Devastating indictment of greed, incompetence and corruption
The Royal Commission into Misconduct in the Banking, Superannuation and Financial Services Industry found widespread delinquency, even criminality, in the dealings of bank boards and management
- First published February 4, 2019
Kenneth Hayne could not have been clearer in his message to government. There is a crisis of confidence in the banking and finance sector and trust needs to be urgently restored. Whether this can be achieved, however, is questionable.
At the heart of Hayne’s final report is a finding that, while the foundations of Australia’s financial system remain sound, it is a sector that has been perverted by institutional corruption and in some cases criminality.
An equally damning indictment was made of the regulator, which has failed in its charter to prosecute misconduct and protect consumers from the worst of the banking atrocities.
But the recommendations are sober.
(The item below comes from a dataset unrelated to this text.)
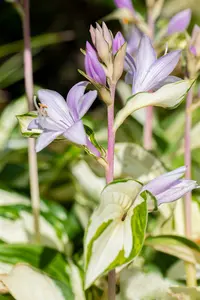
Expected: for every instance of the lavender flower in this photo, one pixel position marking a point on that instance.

There is little in the report that can be seen as having broader consequences for the economy.
And for the government, there is no call for real structural reform of the sector. If anything, most of the recommendations are around the fringes. Nevertheless, the extent of the delinquency by the banks, their boards and senior management has ensured this has become a first-order election issue.
Josh Frydenberg has tried to give the appearance of a government acting decisively by committing to acting on all 76 recommendations.
“My message to the financial sector is that misconduct must end and the interests of consumers must now come first. From today the sector must change, and change forever,” the Treasurer said. The reality is there is little in the reforms suggested by Hayne that will be difficult to implement. If anything, the report was more cautious than expected.
This hasn’t stopped the government from now claiming to have been given the moral authority to not only pursue reforms already before parliament that Labor is blocking but to impose a more punitive legislative framework.
It has also promised a consumer compensation scheme for people subjected to maltreatment.
So far the government hasn’t overreacted.
There is a real danger, however, that the political contest that has been triggered could result in election-frenzied overreach with unintended or unforeseen consequences.
This will now be largely determined by what Labor’s response will be to the findings.
If the current political climate remains unchanged, Opposition leader Bill Shorten’s response becomes critical, given it is likely to be a Shorten government that delivers the reforms.
There will be a great temptation for Shorten and his Treasury spokesman, Chris Bowen, to respond by bashing into the banks and the finance services industry even further.